Uguale è anche la stucchevole propensione in entrambi gli autori di ripresentare a ogni episodio i personaggi, i loro caratteri e i loro ruoli, propensione che in Cassar Scalia diventa maniacale quando ripete fino all’ossessione che Vanina ha perso il padre ammazzato dalla mafia, che ha salvato il suo fidanzato da nu attentato e dopo ha cambiato città e incarico, fino alla rutilante distinzione tra gli arancini catanesi e le arancine palermitane proposta a ogni occasione. Il ricalco che Cassar Scalia compie della sua Guarrasi su Montalbano è talmente sfrontato che in La banda dei carusi la vicequestora, trovandosi a Palermo, si concede una passeggiata lungo il molo del porto turistico solo per riflettere, proprio come usa il commissario di Camilleri che si ritira a pensare al molo di Vigata. A parte vanno considerati errori blu come nella frase “L’Etna ancora innevata, stranamente tranquilla”, non visti né dall’agenzia Grandi&Associati né dagli editor Einaudi, ed espressioni dialettali sbagliate come “a tignitè” invece del più catanese “a tinchité”.

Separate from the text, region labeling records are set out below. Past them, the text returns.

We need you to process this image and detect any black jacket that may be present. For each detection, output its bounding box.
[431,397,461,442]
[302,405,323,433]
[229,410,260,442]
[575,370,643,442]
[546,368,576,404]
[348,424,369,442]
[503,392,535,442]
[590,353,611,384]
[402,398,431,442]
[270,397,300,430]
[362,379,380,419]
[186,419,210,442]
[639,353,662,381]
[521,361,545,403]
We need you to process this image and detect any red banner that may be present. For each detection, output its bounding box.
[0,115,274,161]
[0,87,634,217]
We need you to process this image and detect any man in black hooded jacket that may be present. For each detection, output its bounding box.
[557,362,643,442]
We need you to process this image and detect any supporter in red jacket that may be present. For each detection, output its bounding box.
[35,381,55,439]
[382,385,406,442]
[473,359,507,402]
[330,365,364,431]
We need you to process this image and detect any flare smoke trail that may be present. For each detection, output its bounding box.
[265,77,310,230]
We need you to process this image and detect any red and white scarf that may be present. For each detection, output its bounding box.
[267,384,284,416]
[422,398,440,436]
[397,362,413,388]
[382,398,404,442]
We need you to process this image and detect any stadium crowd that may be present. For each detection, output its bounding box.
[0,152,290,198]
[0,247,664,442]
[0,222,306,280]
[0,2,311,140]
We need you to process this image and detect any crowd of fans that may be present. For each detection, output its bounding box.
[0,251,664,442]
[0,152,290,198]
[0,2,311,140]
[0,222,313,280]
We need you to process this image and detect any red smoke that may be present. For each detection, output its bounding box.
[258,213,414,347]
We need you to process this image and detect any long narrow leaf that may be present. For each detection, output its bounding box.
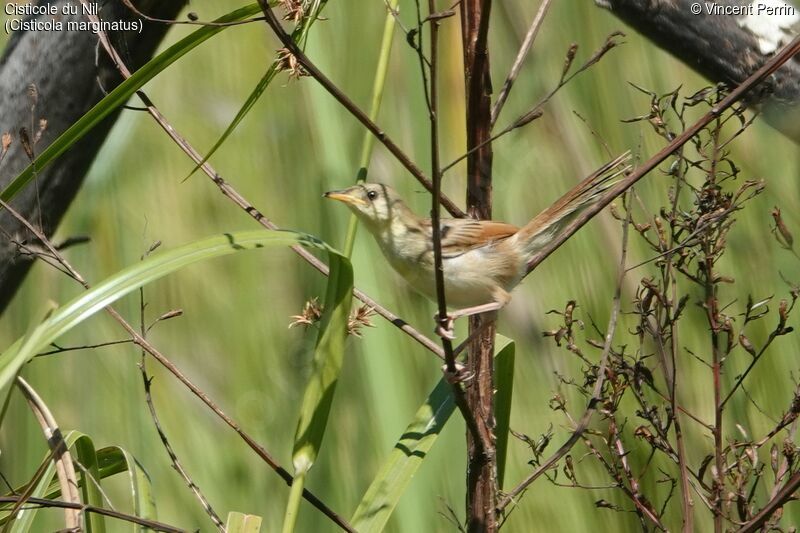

Cassar Scalia copia Camilleri anche nel disordine relativo alla successione degli episodi, che non seguono un ordine cronologico legato al tempo della narrazione perché il tempo della scrittura non ne tiene conto. Senonché nell’autrice originaria di Noto e trapiantata a Catania il conflitto è molto più evidente. La banda dei carusi ne è una prova. Uscito dopo Il re dei gelati, riesuma la figura del commissario in pensione Biagio Patanè che ha esordito in L’uomo del porto, tornando nel successivo Il talento del cappellano e riapparendo ancora l’anno scorso in La carrozza della santa in veste sempre di collaboratore di grande esperienza della vicequestora ma anche di scarso genio se è succube di una moglie ottantenne come lui che è gelosissima proprio della Guarrasi: una cavatina farsesca e indigesta degna del peggiore Martoglio.
Patanè è un personaggio che manca nei primi tre titoli, Sabbia nera, La logica della lampara e La salita dei saponari, perché appare la prima volta in L’uomo del porto dove figurano ragazzi che, salvati dalla droga e dalla delinquenza da un parroco sociale e scomodo, si dimostrano decisivi nelle indagini sull’omicidio del professore La Barbera. Il romanzo è ambientato nel 2016, giacché la Guarrasi osserva che il “santo cristiano” non si era ancora adeguato nel 2016 alla tecnologia, mentre Il talento del cappellano è calato nel 2017, circostanza che si deduce da quanto dice la vicequestora, secondo cui la doppia Sim negli Iphone sarebbe stata introdotta solo nel 2018. Non ci sono elementi per dire in quale anno si svolge la trama de La carrozza della santa, ma sappiamo per certo che i fatti narrati in La banda dei carusi sono collocati agli inizi di aprile del 2017, quando è davvero improbabile che nei tre mesi precedenti, se il caso è dello stesso anno, si siano svolti quelli de La carrozza della santa.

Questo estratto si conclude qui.